Tout droit venu du Japon, Harmonica Creams s'inspire des traditions anciennes de la musique celtique. Depuis le début du mois, les trois artistes font le tour des scènes françaises et espagnoles. Dandy à l’œil pétillant, chapeau melon vissé sur la tête, Yoshito Kiyono est l'harmoniciste et le leader du groupe. Dans un mélange d'anglais et de français, il se souvient de ses premiers pas : « Étudiant, je jouais pas mal de blues, de soul et de rock. J'adorais aussi explorer toutes sortes de musiques venues d'ailleurs comme le flamenco, la musique arabe ou mongolienne. Mais ce qui me faisait vraiment vibrer, c'était la musique irlandaise. J'étais fasciné. En écoutant cette musique, que j'avais découverte sur une compilation dénichée à la médiathèque, je ressentais une sorte de nostalgie et de tendresse que je ne trouvais pas dans la musique japonaise », se remémore Yoshito. Les références qui marqueront son parcours deviennent alors The Chieftains, Martin Fay, Bothy Band, Flook, Sharon Shannon ou encore Kila.

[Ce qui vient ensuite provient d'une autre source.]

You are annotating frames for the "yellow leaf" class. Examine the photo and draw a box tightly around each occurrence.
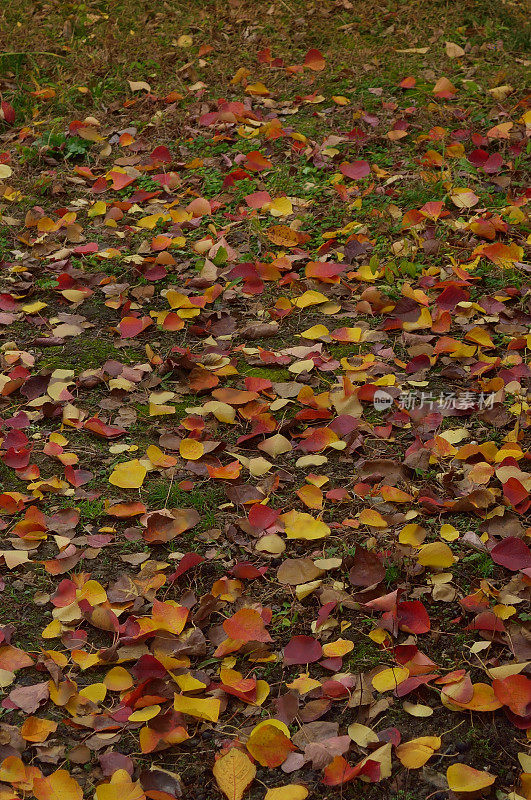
[268,197,293,217]
[402,700,433,717]
[264,783,308,800]
[20,717,57,744]
[279,511,330,540]
[372,667,409,692]
[22,300,48,314]
[179,439,205,461]
[245,81,270,97]
[129,704,160,722]
[212,747,256,800]
[79,683,107,703]
[418,542,454,569]
[439,523,459,542]
[446,764,496,792]
[109,458,147,489]
[94,769,146,800]
[323,639,354,658]
[398,522,427,547]
[173,694,221,722]
[33,769,83,800]
[395,736,441,769]
[301,325,330,339]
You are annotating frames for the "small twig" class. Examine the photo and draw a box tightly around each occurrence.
[0,50,66,58]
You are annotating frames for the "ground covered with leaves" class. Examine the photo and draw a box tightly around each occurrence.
[0,0,531,800]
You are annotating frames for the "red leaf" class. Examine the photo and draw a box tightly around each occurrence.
[492,675,531,717]
[397,600,431,633]
[490,536,531,572]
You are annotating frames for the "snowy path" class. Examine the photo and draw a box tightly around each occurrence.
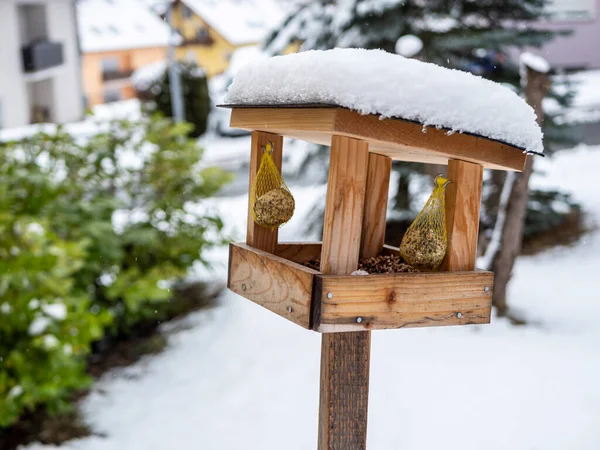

École du cirque, jam sessions et tournée européenne
En 2001, Yoshito Kiyono rencontre Koji Nagao à l'Université à Tokyo. Ensemble, ils commencent à défricher le terrain, Yoshito à l'harmonica et Koji à la guitare. Puis arrive l'année 2005. Koji passe six mois en Irlande pour s'imprégner du style gaélique tandis que Yoshito part faire l'école du cirque à Paris, pour y apprendre la jonglerie et le mime. « L'idée était de trouver mon propre jeu de scène », explique Yoshito. Pour autant, les deux compères ne se perdent pas de vue. En 2008, ils se retrouvent au Japon pour leur première tournée. C'est à cette occasion que Koji présentera Aiko Obuchi, violoniste professionnelle de musique celtique, à Yoshito. En 7 ans, le trio est formé.

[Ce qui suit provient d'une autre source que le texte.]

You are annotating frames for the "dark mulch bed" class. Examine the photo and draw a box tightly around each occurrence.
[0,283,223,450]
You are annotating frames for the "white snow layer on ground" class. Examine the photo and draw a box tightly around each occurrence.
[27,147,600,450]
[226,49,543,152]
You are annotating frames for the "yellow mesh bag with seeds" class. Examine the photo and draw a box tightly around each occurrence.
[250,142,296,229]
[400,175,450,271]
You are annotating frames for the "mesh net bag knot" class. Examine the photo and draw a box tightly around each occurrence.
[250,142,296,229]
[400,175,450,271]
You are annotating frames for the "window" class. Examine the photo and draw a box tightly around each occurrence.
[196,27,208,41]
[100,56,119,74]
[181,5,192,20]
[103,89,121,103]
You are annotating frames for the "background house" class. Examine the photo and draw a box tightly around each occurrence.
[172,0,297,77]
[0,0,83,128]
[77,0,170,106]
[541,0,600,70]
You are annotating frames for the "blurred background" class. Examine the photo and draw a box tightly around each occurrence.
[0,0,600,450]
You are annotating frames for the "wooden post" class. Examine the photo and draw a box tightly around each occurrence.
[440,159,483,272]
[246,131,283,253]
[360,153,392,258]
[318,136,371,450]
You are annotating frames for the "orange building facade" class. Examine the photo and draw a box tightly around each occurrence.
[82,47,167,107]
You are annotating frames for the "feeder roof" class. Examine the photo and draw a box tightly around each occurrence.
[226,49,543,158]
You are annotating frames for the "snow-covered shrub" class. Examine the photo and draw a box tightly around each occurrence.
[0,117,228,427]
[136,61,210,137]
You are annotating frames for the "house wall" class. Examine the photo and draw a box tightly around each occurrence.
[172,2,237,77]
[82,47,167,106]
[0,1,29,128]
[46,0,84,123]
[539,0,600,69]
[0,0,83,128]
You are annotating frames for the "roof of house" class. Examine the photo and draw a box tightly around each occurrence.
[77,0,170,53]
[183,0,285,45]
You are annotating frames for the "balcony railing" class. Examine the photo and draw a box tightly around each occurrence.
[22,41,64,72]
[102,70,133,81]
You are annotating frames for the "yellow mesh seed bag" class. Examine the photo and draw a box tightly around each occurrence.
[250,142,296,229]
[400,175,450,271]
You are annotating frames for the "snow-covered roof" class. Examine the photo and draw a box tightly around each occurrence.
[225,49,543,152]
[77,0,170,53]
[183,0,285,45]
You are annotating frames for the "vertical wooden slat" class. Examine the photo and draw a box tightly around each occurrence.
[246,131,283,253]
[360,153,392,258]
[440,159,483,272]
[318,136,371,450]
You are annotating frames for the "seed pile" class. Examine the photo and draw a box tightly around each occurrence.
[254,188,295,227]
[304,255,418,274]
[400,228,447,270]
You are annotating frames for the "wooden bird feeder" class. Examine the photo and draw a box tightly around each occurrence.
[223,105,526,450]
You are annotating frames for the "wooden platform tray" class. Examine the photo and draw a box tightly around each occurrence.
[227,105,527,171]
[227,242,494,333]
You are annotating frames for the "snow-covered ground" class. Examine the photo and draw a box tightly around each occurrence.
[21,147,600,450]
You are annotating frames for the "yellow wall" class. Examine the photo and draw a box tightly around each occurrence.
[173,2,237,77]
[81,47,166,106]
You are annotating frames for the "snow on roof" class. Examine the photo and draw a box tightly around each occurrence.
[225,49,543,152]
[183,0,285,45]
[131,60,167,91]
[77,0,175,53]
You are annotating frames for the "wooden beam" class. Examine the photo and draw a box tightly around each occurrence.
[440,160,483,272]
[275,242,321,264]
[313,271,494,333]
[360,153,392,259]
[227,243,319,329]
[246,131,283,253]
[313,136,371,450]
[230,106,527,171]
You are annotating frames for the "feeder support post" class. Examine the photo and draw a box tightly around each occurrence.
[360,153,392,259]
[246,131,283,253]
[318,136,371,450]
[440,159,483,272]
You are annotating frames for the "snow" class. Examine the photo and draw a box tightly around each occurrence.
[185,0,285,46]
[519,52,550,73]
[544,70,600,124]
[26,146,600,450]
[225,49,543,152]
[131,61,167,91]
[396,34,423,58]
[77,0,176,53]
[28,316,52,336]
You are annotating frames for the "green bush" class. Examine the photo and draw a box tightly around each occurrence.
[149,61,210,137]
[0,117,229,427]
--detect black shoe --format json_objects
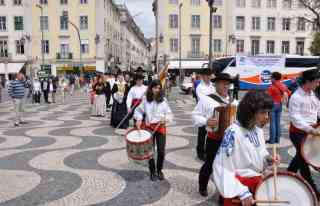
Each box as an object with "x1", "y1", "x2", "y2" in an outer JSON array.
[
  {"x1": 150, "y1": 173, "x2": 157, "y2": 182},
  {"x1": 199, "y1": 190, "x2": 208, "y2": 197},
  {"x1": 158, "y1": 171, "x2": 164, "y2": 181}
]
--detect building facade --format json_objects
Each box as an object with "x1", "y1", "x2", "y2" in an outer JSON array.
[{"x1": 156, "y1": 0, "x2": 314, "y2": 60}]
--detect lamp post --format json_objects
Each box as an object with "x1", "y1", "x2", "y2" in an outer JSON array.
[
  {"x1": 63, "y1": 15, "x2": 83, "y2": 76},
  {"x1": 36, "y1": 4, "x2": 44, "y2": 70},
  {"x1": 179, "y1": 2, "x2": 184, "y2": 84}
]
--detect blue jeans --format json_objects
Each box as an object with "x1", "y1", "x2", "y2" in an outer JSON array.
[{"x1": 269, "y1": 104, "x2": 282, "y2": 144}]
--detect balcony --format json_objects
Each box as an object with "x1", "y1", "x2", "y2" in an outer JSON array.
[
  {"x1": 188, "y1": 51, "x2": 205, "y2": 59},
  {"x1": 57, "y1": 53, "x2": 73, "y2": 60}
]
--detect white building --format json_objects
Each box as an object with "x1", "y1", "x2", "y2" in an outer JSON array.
[{"x1": 0, "y1": 0, "x2": 32, "y2": 78}]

Dès lors, ils ne cessent d'explorer de nouveaux horizons. Toujours basé à Paris, Yoshito participe tous les soirs à des jam sessions. Le reste du temps, après ses cours à l'école du cirque, il compose à l'harmonica ou à la guitare, envoie ses mélodies à ses acolytes et, chaque année, ils se retrouvent au Japon pour peaufiner le tout. Ensemble, ils écument les scènes japonaises, reprenant des titres de blues, funk, jazz, musique celtique, le tout avec leur âme nippone qui les distingue dès la première écoute. « Au Japon, les gens ne connaissent pas vraiment la musique celtique même si, depuis 30 ans, on en entend beaucoup à la télé, dans les films ou les jeux vidéos. En tout cas, ils adorent danser dessus en concert ! », explique Yoshito. Leur premier album paraît en 2011, et leur ouvre déjà de nouvelles portes. En 2012, ils participent au festival d'Ortigueira en Espagne, un incontournable des fans de musique celtique, qui attire plus de 100 000 spectateurs à chacune de ses éditions. Harmonica Creams y remporte le premier prix. L'année suivante, pour leur troisième album, ils s'offrent une tournée européenne.

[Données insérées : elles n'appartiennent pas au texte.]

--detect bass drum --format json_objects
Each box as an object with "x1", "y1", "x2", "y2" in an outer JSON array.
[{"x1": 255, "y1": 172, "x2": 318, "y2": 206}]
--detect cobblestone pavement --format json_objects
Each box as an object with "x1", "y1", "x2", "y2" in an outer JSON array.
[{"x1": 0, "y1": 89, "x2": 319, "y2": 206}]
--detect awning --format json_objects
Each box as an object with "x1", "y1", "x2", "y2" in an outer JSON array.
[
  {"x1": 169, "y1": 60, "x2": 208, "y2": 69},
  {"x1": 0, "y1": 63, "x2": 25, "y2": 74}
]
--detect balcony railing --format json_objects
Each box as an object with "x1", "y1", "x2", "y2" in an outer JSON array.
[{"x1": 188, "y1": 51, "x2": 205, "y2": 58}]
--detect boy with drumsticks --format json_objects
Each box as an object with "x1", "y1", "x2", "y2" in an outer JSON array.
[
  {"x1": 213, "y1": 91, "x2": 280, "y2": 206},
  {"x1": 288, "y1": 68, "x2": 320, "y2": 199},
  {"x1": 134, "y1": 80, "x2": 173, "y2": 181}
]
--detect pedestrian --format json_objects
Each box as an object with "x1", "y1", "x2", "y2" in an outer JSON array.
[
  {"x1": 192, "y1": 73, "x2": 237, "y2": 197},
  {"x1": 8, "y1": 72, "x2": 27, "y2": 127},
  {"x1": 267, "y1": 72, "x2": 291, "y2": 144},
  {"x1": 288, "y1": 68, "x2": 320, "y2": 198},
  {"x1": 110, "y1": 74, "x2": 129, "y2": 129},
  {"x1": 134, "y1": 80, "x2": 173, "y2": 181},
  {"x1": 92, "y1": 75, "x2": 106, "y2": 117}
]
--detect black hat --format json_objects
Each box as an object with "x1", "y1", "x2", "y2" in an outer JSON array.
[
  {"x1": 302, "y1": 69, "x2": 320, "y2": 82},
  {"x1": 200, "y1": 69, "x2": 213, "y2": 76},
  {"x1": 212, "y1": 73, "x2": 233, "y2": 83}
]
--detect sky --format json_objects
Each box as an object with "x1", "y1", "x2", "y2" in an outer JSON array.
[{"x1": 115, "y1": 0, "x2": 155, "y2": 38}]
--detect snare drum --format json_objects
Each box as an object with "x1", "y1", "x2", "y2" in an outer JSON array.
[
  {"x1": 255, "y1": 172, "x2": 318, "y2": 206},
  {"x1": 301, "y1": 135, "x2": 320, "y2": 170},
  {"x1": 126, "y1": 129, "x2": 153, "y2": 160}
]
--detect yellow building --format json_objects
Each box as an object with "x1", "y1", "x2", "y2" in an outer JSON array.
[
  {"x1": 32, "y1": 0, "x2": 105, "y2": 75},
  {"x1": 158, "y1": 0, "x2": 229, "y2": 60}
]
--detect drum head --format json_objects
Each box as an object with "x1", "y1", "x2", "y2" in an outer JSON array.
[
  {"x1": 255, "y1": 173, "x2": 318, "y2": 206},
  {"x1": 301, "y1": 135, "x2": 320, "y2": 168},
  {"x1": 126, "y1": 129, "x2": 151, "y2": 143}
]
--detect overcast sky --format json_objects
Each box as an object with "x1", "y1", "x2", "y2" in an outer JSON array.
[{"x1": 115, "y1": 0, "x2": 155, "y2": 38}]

« Une expérience d'alchimiste »
Leur quatrième opus, Futura Ancient Alchemy, est enregistré en Espagne avec la collaboration de Brian Finnegan (flûtiste de Flook), Calum Steward (cornemuse) et Eamon Rooney (quatre fois vainqueur de concours de bodhran en Irlande). Harmonica Creams y voit là un véritable terrain d'expérience. « En nous imprégnant de leurs sensibilités celtiques profondes et en y juxtaposant notre approche personnelle, nous avons cherché à faire surgir un style nouveau. Comme dans une expérience d'alchimiste, ce qui a émergé de toute cette matière est un alliage inédit », résume Yoshito. Il en résultera un album ainsi que la reconnaissance ultime de leurs idoles. « Des musiciens japonais qui ont complètement assimilé la musique celtique et qui la jouent à un niveau exceptionnel. C'est incroyable... », s'enthousiasme Brian Finnegan, du groupe Flook.
Pour autant, le groupe ne s'inspire pas que du passé. Pour leur dernier disque Harmonica Creams a aussi puisé dans l'electro et le rock. « À vrai dire, je ne considère pas notre musique comme appartenant à un genre précis, ce n'est ni du blues ni de la musique celtique. Et puis on transforme toujours nos morceaux sur scène », détaille Yoshito. Le succès est au rendez-vous : à sa sortie, l'album squatte le sommet des classements de ventes d'albums de world music au Japon et sur la plateforme EthnoCloud. Un succès en voie d'exportation.